Только бы начать петербургскому гостю былые споры с радушным хозяином, но известие о судьбе «Мертвых душ» вторглось, как ураган, в тихую боткинскую квартиру.
Виссарион Белинский ни о чем другом говорить не мог. Еще страшнее было смотреть на него, когда он безмолвно ходил по комнате. Казалось, что впавшие его глаза могут испепелить яростью весь мир чиновных холопов, ополчившихся против Гоголя.
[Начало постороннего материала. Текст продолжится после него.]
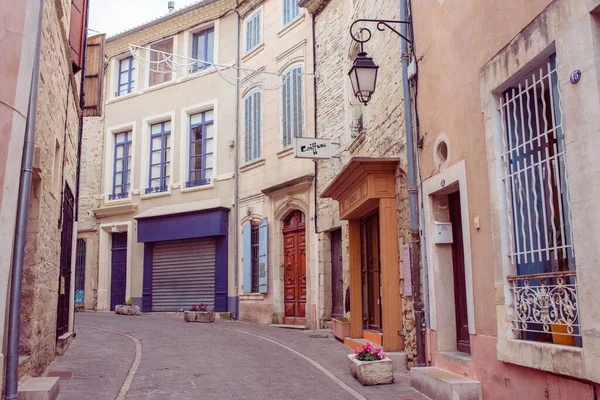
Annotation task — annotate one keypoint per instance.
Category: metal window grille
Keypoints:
(537, 195)
(255, 244)
(121, 166)
(126, 81)
(253, 39)
(253, 126)
(201, 149)
(292, 105)
(80, 271)
(160, 153)
(291, 11)
(203, 49)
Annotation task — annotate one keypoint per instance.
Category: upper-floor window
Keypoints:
(122, 166)
(253, 39)
(160, 71)
(538, 209)
(292, 105)
(203, 49)
(126, 76)
(291, 11)
(160, 157)
(201, 162)
(253, 126)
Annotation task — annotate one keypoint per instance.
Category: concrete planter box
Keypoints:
(371, 373)
(127, 310)
(340, 329)
(199, 316)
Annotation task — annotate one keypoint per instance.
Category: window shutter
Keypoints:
(263, 257)
(76, 32)
(247, 257)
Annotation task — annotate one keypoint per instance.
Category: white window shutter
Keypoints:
(247, 257)
(263, 257)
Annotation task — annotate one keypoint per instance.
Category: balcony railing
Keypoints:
(546, 304)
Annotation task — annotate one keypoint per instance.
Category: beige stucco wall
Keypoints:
(460, 71)
(281, 49)
(381, 135)
(175, 101)
(17, 46)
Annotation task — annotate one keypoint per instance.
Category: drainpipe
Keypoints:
(14, 316)
(412, 194)
(236, 183)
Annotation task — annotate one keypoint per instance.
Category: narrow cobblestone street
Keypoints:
(222, 360)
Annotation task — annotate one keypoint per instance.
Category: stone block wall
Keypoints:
(339, 117)
(55, 166)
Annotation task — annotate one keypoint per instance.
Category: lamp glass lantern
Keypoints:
(363, 76)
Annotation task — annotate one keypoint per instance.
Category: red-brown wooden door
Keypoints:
(294, 278)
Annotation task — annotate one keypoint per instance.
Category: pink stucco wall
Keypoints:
(501, 380)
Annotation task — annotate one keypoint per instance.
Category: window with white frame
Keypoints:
(160, 157)
(539, 216)
(253, 36)
(203, 49)
(253, 126)
(121, 166)
(201, 153)
(291, 11)
(292, 105)
(126, 78)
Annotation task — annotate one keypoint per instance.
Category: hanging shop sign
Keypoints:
(312, 148)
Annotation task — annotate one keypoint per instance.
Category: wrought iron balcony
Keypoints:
(118, 196)
(201, 182)
(546, 304)
(157, 189)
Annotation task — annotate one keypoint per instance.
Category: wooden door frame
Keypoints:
(364, 185)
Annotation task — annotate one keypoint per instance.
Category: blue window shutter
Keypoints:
(263, 257)
(247, 257)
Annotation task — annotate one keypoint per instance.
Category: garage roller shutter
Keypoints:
(183, 273)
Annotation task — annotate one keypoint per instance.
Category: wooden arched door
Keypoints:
(294, 278)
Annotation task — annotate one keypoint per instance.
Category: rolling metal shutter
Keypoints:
(183, 273)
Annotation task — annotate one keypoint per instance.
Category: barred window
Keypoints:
(253, 39)
(291, 11)
(535, 174)
(292, 105)
(253, 126)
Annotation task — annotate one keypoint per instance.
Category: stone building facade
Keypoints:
(46, 313)
(509, 110)
(373, 132)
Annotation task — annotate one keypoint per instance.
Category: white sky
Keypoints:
(114, 16)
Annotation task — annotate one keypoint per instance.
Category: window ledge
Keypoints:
(252, 296)
(564, 360)
(286, 152)
(291, 25)
(155, 195)
(253, 52)
(253, 164)
(197, 188)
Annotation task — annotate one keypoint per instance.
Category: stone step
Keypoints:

Виссарион Григорьевич ходил долго, а отдышавшись после припадка кашля, отрывисто бросал короткие слова:
– Здесь у вас все Шевыревы!
Василий Петрович привычно щурился и пожимал плечами. Он уже не раз пытался объяснить дорогому гостю свои мысли. Он вовсе не разделяет крайностей, в которые впадает профессор Шевырев. Однако с своей стороны Василий Петрович полагал, что наслаждение дает только то высокое искусство, которое не унижается до жалких интересов минуты и не приносит святых идеалов вечного в жертву преходящим заботам современности.
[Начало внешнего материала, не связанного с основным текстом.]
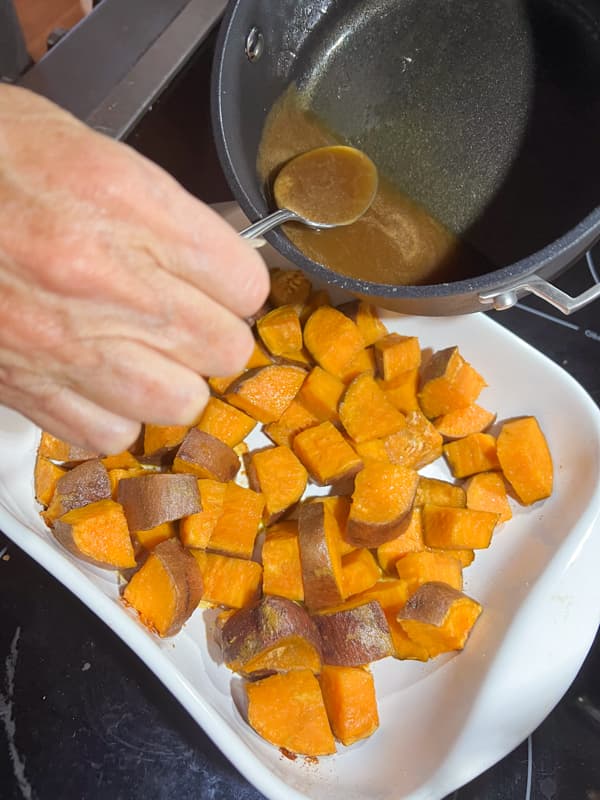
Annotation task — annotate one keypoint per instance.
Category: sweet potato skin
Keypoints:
(353, 637)
(150, 500)
(250, 631)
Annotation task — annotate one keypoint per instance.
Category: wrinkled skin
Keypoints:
(118, 289)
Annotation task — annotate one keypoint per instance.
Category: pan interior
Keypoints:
(486, 113)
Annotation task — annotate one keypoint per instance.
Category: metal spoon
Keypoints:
(327, 187)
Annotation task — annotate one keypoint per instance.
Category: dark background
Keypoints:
(82, 717)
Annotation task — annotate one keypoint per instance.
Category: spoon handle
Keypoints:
(268, 223)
– Старая песенка! – откликнулся Белинский, против обыкновения уклонившись от спора.
Мысли его были заняты Гоголем. Гоголь, вернувшись из Италии, уже несколько месяцев жил в Москве. Николай Васильевич давно прочел счастливцам весь первый том «Мертвых душ». Счастливцами оказались профессор Погодин и Аксаковы – отец и восторженный Константин.
Уединившись в мезонине погодинского дома, Гоголь продолжал совершенствовать свое создание изо дня в день, из строки в строку. Когда же писатель изнемогал от мерзости беспощадно изобличенного им мира мертвых душ, тогда брался за «Тараса Бульбу», словно бежал из смердящего склепа на живительный простор.